9. The primary contention of the assessee is that the findings recorded by the authorities are perverse.Explanations furnished by the assessee regarding the occasion for receiving various gifts should have been believed. Even before this Court, the assessee has placed on record some affidavits to support his plea that the amount was remitted by certain persons from abroad on some family function claiming them to be his family relations. Neither the relation was mentioned nor occasion of the gifts.
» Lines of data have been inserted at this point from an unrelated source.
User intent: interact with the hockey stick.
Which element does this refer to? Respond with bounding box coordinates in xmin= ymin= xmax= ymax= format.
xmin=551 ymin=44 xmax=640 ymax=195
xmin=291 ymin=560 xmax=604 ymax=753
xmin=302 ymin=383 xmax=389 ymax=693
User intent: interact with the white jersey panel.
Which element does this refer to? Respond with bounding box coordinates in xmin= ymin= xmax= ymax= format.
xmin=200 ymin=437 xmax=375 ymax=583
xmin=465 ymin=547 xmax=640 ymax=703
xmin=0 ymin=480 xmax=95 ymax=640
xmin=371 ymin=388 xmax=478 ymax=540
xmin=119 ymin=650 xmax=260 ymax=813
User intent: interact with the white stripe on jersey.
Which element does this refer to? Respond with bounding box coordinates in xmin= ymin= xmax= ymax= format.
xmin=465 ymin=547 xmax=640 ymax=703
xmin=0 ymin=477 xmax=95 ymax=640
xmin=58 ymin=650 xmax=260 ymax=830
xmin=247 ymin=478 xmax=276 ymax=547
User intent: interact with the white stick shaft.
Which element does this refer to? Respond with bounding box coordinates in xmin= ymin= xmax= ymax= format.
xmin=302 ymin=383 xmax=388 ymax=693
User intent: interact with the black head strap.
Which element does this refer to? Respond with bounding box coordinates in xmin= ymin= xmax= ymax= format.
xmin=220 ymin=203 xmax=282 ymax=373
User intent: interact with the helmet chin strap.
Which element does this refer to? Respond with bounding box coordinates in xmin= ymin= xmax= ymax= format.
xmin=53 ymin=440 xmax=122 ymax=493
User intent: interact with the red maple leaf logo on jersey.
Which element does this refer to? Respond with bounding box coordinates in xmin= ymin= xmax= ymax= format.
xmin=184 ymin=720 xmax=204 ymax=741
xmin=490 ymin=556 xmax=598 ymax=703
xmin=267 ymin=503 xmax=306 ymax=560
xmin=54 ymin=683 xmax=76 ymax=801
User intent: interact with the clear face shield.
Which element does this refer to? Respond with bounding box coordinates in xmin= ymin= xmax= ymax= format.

10. While considering similar plea raised by the assessee, this Court in Harish Kumar Singal vs. Asstt. CIT (2005) 193 CTR (P&H) 265 : (2005) 276 ITR 355 (P&H) observed as under : “………..This Court while adjudicating an appeal under s. 260A of the Act is required to decide only substantial questions of law and shall interfere if it is shown that the finding of the Tribunal is either perverse, arbitrary or is based on no material or is contrary to any statutory provision. This Court cannot interfere with the order only on the ground that on a reappraisal of evidence, as an appellate forum, a different view can be taken. Learned counsel for the appellant, has not been able to show by referring to any material on record that the factum of gift from a non-resident Indian was ever disclosed in the returns filed by the assessee. Thus, we do not find any valid ground to interfere with the finding recorded by the Tribunal. None of the cases relied on by learned counsel for the appellant has got any parallel with the case before us. Therefore, the same cannot be made the basis for deleting the addition made by the AO which, as mentioned above, was upheld by the Tribunal.”

11. In the above matrix of facts, we find that findings of the Tribunal are in the nature of findings of fact giving rise to no question of law much less a substantial question of law. View taken by the Tribunal in the given facts is a possible view.

Accordingly, the appeal is dismissed.